Let’s start with a general observation to tee this up.

As communities create plans for improving health and health care, the quest for financing often begins with the question, “Where can we get the money we need?” Financing is viewed as a budgeting exercise, with the task of securing resources equal to expenditures.

This simple question is laden with multiple assumptions about financing:

  • Financing is tactical—it is simply a matter of finding the right source, mechanism and/or investor to serve the need we’ve identified.
  • Current sources of funding are not enough, so new sources must be found to meet the new needs we’ve identified.
  • New sources are hard to come by because most organizations operate under very tight budgets and rigid constraints—our world is one of scarcity and control, not abundance and creativity.
  • Financing is a separate effort unto itself, divorced from stewardship, strategy and organizational capacity.
  • Financing is “agnostic”—as such it provides a value-neutral, technical solution to problems; it does not choose winners and losers, nor does its drive operational decisions.
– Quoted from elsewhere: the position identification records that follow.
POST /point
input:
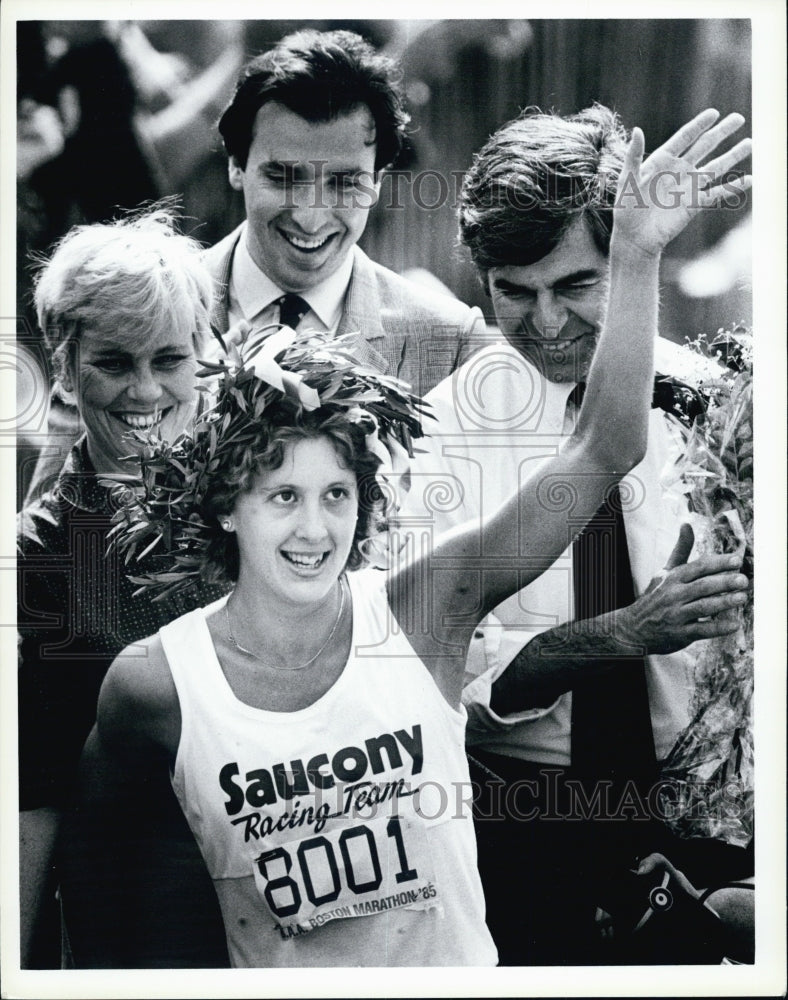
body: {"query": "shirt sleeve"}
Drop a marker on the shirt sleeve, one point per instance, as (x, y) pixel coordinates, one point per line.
(492, 650)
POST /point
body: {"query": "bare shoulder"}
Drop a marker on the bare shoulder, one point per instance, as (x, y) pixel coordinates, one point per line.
(138, 699)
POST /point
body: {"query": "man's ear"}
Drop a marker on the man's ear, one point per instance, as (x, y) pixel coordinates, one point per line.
(235, 174)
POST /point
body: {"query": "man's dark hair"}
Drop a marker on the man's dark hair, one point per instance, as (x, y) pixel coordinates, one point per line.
(534, 177)
(319, 76)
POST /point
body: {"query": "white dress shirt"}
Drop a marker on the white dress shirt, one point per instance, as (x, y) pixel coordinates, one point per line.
(254, 297)
(498, 421)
When communities begin their work to transform regional health, this view of financing may suffice; it offers at least a functional starting point. However, a much broader view is called for if regions are truly to transform health and health care. The broader view recognizes that financing is deeply intertwined in systems that influence health and health care.

In the next posts, I’ll explore the above assumptions and offer some ways in which we might begin to expand the way we think about financing, and what it means for financing to be “sustainable.”

What do you think about my list of assumptions? In what ways they may be playing out (or not) in your own work?

Stacy Becker is the director of regional financing and investment for ReThink Health.